Saturday night at the Shawano County Fair we got to see a cool juxtaposition of elegance, prescience and pure hard work.
The 11th annual Futurity Show featured magnificent cows and their talented breeders all buffed up for the crowd and, most importantly, for judge Jessica Pralle-Trimner.
All 12 breeders who showed in the futurity category had entered their cows three years prior, when they were calves. They paid the entry fee then, and worked with the cows for the following three years to bring them to their potential.
“As calves we pay $15 for each entry that we think may end up being a good show cow in three years. To determine that the dam (mother) and sire (father) are the biggest factors in that decision,” said Nicolle Wussow, who runs Milk-N-More a 100-cow Dairy Farm with her husband Ron. “Some cows are bred to be “show cows” or the ones that would win a beauty pageant. Other cows are bred to be “milk cows” or to work producing milk. Show cows are fed to stay lean and “pretty”. The milk cows are fed to maximize milk production. They are very different diets and neither one is right nor wrong, it just depends on the goals of the producer for his cows. So, to answer your question if we know if they will be entered when they are born – yes because they are from our best maternal lines for showing.”
Additionally, eight breeders entered cows in the Anniversary Futurity category.

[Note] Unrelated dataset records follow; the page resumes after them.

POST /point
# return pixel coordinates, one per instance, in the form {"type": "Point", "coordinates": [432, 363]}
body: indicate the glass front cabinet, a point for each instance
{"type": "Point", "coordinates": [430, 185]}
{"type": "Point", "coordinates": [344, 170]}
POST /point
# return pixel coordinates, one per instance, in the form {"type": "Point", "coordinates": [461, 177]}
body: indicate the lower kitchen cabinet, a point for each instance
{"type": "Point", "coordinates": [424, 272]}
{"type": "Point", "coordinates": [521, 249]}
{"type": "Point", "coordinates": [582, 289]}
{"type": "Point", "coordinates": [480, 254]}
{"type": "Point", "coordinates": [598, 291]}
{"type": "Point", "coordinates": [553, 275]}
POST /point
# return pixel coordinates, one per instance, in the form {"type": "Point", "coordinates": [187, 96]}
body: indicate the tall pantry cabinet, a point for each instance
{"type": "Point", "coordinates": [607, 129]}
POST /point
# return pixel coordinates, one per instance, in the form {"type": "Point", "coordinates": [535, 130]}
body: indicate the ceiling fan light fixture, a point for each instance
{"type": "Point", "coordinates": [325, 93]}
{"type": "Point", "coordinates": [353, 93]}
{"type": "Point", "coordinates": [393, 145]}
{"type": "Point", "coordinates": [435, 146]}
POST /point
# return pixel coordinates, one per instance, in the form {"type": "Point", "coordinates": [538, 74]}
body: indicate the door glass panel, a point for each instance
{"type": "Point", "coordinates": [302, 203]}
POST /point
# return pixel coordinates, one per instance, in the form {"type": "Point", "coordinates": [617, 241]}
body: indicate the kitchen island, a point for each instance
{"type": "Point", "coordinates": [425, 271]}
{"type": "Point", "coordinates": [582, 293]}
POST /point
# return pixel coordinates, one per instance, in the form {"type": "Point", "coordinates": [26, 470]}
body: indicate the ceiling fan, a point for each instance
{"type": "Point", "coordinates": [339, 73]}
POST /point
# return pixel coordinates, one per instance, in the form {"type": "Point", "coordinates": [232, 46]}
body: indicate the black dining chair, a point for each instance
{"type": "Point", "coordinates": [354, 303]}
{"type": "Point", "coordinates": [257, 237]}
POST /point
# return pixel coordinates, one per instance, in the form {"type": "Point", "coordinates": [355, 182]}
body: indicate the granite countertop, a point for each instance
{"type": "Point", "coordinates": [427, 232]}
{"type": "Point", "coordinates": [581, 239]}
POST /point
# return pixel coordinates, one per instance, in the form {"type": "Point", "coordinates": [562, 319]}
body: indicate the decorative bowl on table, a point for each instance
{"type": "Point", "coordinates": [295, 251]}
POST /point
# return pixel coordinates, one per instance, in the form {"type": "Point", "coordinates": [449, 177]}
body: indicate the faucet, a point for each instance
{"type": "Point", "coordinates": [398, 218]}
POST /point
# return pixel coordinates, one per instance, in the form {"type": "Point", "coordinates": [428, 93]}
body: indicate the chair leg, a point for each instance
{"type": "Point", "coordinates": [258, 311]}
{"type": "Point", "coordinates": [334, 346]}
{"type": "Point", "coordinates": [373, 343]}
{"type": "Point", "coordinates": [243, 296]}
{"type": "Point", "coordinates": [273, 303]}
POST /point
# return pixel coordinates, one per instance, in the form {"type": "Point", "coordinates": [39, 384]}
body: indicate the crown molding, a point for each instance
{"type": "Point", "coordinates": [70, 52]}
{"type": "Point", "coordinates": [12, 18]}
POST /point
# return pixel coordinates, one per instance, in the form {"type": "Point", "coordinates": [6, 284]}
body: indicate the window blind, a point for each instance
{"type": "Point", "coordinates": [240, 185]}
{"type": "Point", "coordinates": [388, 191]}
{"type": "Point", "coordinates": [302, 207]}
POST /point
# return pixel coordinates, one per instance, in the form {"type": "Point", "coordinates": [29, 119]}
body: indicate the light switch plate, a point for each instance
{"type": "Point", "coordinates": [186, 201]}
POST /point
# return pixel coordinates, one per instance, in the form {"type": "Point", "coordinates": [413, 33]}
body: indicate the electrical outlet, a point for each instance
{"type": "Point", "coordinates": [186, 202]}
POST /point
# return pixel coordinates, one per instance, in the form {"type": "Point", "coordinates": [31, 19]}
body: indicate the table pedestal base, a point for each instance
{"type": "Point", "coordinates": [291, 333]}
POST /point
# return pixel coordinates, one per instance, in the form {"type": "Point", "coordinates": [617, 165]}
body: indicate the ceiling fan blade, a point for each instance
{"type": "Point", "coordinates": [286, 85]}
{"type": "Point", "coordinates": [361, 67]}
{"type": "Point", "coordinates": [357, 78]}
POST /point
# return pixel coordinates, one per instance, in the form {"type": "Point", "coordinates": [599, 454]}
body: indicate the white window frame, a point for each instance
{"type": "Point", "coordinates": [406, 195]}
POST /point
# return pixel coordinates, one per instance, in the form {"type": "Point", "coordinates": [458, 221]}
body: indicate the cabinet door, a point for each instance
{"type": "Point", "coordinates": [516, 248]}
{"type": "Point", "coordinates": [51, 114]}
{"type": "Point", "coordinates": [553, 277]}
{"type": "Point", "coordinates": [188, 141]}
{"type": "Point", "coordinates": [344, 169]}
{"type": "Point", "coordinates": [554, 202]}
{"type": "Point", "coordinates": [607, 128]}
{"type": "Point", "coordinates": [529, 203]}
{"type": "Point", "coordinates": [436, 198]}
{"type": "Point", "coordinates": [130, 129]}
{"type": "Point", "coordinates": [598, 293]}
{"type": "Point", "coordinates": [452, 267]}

We cheered hardest for our friends from Milk-n-More.
“Show cows are typically washed daily, are exercised, and trained to walk slow with small steps and their heads up, are fed a lot of long dry hay and special grain mixes to give them the special attributes of being a beautiful cow for judging,’ Nicolle said. ” We also have them under fans in the summer to keep them more comfortable and to promote hair growth. Each show cows takes about two hours of specialized grooming to prior to going in the ring which would be like going to hair stylist. They also have their hooves trimmed so their feet look nice – just like pedicures. We even paint the hooves black, so they are shiny. Their ears must be cleaned, and their tails fluffed up as well. They are led with special leather halters and must be in sync with their leadsperson to look the best for their judge. So, there is a lot of walking and training to get a cow to that point.”
Kaila Wussow Tauchen, who showed KCW Applejack Alabama, the Jersey she owns with her brother and cousins in the main Futurity Category, scored a second place ribbon.
Colin Wussow, who showed Socrates Nikita, the Jersey his cousins Addison and Hailey Fischer own, won first place in the Anniversary Futurity category.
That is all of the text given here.